DiTS: Multimodal Diffusion Transformers Are Time Series Forecasters
Haoran Zhang, Haixuan Liu, Yong Liu, Yunzhong Qiu, Yuxuan Wang, Jianmin Wang, Mingsheng Long
TL;DR
DiTS addresses covariate-aware probabilistic forecasting for multivariate time series by recasting endogenous and exogenous variates as distinct modalities within a Multimodal Diffusion Transformer framework. It introduces a dual-stream DiTS-Block with Time Attention and Variate Attention, augmented by adaptive modulation and a flow-matching training objective to efficiently capture intra- and inter-variate dependencies without flattening 2D time-variate grids. The model achieves state-of-the-art results on covariate-aware benchmarks (e.g., FEV-Bench and EPF) for both probabilistic and deterministic forecasting, with extensive ablations validating the benefits of the MM-DiT-inspired conditioning and attention design. Overall, DiTS provides a robust, scalable backbone that bridges diffusion-based generative modeling with high-dimensional time-series forecasting, paving the way for general-purpose Time Series Foundation Models capable of large-scale generative forecasting across domains.
Abstract
While generative modeling on time series facilitates more capable and flexible probabilistic forecasting, existing generative time series models do not address the multi-dimensional properties of time series data well.
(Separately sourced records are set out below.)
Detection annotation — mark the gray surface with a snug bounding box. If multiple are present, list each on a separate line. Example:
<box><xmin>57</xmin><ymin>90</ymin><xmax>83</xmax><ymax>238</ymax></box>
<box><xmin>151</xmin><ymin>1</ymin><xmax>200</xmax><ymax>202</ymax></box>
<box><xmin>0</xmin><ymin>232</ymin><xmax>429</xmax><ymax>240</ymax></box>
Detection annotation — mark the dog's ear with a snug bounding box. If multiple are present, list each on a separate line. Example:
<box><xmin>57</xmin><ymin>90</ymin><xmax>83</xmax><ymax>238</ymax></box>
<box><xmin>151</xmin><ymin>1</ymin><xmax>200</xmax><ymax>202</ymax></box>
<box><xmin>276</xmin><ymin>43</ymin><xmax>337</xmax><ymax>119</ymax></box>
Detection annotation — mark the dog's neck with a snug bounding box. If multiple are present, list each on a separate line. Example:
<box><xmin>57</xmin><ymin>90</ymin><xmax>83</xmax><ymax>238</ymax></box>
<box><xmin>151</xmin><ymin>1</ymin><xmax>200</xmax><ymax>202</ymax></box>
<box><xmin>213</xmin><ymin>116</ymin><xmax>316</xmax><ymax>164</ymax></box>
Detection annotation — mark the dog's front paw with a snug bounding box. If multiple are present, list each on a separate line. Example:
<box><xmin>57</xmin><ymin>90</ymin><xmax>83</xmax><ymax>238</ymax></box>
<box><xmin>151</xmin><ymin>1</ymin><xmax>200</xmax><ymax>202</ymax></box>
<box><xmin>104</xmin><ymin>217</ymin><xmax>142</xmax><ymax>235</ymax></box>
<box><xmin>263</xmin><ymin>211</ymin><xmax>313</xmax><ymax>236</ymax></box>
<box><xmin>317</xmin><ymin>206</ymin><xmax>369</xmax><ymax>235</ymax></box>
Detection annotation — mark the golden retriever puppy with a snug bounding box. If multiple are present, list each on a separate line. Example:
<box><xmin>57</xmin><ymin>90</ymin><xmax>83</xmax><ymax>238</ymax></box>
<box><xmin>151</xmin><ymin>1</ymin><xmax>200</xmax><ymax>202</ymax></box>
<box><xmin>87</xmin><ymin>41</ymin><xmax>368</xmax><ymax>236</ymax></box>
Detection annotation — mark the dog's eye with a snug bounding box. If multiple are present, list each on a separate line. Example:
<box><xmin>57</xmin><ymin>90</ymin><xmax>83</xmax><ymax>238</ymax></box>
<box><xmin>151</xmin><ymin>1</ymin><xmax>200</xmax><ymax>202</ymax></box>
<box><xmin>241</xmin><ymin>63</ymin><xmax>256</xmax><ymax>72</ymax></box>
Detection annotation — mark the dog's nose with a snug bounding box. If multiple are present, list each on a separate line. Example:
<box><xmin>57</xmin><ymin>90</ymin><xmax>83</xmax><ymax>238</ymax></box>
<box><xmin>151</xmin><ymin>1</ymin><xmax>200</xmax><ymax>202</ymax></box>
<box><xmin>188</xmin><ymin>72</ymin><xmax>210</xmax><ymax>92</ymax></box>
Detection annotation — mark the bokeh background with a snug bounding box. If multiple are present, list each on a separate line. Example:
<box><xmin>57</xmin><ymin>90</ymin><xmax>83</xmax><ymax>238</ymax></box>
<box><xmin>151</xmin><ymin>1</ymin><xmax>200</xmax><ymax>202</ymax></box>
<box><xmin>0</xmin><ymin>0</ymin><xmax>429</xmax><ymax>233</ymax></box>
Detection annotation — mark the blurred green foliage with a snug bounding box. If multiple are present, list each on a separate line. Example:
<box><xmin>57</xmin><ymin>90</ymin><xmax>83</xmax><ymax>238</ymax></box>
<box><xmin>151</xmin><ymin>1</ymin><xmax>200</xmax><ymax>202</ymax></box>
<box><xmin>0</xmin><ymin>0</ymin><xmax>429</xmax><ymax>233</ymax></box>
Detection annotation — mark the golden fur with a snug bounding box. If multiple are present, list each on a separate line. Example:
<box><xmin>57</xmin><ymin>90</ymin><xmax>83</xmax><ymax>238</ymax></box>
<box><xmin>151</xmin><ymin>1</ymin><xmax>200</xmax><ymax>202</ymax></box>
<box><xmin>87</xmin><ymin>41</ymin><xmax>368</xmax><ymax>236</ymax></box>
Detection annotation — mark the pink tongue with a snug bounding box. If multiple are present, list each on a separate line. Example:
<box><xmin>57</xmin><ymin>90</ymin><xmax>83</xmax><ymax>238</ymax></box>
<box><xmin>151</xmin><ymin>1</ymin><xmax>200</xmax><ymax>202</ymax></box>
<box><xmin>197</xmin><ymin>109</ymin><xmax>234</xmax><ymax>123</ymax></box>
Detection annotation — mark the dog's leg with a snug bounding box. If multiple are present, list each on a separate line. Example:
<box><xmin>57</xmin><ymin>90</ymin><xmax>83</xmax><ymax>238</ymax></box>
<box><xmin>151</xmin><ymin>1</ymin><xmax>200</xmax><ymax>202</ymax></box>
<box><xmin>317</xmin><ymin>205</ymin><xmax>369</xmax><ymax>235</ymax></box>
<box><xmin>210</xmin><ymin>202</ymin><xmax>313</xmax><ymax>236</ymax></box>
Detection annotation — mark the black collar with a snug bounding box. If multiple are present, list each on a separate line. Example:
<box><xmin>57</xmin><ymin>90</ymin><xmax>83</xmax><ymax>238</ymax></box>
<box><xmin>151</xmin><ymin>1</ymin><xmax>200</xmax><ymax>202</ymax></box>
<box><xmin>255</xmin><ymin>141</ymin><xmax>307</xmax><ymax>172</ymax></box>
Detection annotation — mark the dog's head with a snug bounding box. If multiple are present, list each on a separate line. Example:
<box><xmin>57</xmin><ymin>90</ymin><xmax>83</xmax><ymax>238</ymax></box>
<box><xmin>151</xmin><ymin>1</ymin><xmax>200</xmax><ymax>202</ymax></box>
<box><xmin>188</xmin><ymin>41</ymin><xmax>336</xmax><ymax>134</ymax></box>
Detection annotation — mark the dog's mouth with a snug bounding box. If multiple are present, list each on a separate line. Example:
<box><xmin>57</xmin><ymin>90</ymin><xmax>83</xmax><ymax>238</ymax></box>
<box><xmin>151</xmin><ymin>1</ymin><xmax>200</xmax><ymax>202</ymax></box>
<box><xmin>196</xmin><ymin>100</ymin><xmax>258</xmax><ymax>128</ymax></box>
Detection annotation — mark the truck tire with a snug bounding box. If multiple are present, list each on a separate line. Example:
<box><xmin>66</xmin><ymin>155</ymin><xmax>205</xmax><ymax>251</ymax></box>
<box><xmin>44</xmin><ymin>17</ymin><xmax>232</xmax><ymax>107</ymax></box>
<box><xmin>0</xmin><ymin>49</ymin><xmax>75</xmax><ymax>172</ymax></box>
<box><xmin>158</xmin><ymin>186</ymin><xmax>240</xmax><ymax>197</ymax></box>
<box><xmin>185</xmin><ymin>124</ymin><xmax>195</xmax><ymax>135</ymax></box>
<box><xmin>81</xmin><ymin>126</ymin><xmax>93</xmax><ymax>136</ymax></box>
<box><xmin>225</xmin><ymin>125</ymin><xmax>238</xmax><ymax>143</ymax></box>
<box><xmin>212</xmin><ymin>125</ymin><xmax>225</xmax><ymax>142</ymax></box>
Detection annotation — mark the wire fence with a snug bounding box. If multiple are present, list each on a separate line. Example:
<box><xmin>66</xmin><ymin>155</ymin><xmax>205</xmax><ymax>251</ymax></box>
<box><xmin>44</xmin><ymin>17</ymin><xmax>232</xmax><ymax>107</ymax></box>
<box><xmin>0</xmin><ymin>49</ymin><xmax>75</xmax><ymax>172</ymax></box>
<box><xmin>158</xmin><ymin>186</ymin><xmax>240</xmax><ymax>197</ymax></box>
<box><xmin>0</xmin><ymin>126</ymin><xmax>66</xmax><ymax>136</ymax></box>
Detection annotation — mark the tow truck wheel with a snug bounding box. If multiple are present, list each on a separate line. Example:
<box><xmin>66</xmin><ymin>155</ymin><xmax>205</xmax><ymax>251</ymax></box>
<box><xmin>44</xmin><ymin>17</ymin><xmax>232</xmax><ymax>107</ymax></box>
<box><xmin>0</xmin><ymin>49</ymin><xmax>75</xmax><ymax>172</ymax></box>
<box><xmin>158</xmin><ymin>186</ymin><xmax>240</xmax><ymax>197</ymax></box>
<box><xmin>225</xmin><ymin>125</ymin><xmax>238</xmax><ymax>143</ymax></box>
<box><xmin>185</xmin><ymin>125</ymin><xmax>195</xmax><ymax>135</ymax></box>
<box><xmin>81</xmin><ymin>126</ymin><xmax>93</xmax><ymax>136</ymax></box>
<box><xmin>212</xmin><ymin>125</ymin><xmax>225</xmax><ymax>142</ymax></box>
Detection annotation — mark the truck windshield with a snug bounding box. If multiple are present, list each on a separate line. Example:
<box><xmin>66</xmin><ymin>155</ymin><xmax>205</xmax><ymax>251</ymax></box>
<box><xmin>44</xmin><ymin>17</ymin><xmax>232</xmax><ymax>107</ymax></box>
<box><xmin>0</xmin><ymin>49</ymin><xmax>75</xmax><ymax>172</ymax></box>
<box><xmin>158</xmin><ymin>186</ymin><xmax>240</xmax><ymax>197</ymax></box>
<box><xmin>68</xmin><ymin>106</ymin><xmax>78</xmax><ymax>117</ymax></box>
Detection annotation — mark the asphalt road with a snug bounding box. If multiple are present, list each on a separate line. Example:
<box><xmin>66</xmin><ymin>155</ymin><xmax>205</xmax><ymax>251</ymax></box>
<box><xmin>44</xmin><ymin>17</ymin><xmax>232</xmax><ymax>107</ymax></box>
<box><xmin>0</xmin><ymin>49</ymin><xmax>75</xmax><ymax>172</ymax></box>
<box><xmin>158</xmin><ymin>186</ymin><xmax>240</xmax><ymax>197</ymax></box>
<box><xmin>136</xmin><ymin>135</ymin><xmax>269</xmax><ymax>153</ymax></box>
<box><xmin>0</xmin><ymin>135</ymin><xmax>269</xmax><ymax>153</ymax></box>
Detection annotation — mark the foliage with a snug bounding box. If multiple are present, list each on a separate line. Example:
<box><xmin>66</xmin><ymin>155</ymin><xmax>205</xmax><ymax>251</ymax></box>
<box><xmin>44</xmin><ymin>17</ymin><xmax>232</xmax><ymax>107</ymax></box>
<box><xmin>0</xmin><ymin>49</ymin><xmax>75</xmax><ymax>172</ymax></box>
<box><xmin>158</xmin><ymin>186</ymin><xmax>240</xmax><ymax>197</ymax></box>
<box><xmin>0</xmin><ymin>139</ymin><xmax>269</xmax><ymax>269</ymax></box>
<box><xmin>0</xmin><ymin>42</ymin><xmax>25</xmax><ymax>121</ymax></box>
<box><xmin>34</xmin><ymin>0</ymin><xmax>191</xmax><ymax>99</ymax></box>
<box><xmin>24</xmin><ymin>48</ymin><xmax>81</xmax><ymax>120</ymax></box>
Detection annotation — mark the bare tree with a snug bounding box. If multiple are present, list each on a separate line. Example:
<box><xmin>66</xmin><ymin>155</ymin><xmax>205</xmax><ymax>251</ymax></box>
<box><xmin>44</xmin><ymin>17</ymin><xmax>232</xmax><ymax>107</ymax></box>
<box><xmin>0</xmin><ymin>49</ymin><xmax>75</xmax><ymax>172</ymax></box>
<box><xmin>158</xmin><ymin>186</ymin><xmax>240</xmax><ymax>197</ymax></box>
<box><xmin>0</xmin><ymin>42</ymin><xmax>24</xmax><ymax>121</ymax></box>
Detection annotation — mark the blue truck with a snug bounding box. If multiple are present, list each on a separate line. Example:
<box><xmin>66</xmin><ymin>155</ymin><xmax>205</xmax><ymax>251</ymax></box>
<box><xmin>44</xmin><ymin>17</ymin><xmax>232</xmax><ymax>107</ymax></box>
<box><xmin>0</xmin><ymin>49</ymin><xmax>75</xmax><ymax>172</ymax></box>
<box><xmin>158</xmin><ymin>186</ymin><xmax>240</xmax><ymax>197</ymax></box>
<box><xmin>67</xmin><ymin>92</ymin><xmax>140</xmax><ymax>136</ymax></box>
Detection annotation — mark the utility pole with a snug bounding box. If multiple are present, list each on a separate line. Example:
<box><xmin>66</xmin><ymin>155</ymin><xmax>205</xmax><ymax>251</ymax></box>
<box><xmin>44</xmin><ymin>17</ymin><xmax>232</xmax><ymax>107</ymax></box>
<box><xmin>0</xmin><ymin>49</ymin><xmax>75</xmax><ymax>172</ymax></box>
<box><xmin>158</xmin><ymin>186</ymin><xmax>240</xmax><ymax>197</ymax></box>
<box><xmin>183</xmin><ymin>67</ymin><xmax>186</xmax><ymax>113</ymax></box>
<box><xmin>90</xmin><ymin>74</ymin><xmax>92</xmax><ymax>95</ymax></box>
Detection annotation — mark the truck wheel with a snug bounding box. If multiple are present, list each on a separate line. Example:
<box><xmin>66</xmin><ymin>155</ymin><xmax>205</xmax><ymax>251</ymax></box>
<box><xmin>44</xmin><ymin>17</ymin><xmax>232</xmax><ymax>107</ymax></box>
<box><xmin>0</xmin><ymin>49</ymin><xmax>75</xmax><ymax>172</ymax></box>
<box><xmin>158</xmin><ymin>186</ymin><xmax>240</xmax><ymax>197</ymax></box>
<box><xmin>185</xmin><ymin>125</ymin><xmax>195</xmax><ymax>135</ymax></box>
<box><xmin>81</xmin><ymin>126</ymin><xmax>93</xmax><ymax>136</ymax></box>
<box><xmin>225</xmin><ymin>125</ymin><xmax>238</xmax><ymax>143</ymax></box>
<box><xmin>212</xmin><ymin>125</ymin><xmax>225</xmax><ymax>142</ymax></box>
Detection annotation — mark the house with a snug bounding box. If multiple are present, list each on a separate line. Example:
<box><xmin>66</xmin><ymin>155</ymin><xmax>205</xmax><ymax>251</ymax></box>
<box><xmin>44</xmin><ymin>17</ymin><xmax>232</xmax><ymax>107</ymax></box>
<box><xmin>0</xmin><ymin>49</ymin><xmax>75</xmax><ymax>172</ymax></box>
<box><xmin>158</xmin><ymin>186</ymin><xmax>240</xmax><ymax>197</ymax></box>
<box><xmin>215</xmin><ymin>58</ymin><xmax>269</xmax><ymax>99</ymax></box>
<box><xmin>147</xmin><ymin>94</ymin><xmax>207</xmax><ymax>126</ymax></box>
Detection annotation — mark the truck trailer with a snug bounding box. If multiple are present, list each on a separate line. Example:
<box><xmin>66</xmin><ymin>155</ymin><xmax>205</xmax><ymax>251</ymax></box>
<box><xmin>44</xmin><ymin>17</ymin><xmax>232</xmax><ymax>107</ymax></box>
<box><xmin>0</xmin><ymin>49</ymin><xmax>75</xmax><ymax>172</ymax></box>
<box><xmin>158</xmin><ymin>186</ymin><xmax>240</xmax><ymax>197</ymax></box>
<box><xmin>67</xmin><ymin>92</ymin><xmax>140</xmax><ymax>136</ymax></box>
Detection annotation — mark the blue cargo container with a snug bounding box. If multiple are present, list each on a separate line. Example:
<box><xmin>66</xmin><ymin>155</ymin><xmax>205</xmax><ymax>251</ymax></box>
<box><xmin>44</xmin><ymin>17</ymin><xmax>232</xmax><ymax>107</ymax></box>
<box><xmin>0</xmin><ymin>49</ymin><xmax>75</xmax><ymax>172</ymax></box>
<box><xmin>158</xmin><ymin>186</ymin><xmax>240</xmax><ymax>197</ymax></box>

The prevalent architecture of Diffusion Transformers (DiT), which relies on simplistic conditioning controls and a single-stream Transformer backbone, tends to underutilize cross-variate dependencies in covariate-aware forecasting. Inspired by Multimodal Diffusion Transformers that integrate textual guidance into video generation, we propose Diffusion Transformers for Time Series (DiTS), a general-purpose architecture that frames endogenous and exogenous variates as distinct modalities. To better capture both inter-variate and intra-variate dependencies, we design a dual-stream Transformer block tailored for time-series data, comprising a Time Attention module for autoregressive modeling along the temporal dimension and a Variate Attention module for cross-variate modeling. Unlike the common approach for images, which flattens 2D token grids into 1D sequences, our design leverages the low-rank property inherent in multivariate dependencies, thereby reducing computational costs. Experiments show that DiTS achieves state-of-the-art performance across benchmarks, regardless of the presence of future exogenous variate observations, demonstrating unique generative forecasting strengths over traditional deterministic deep forecasting models.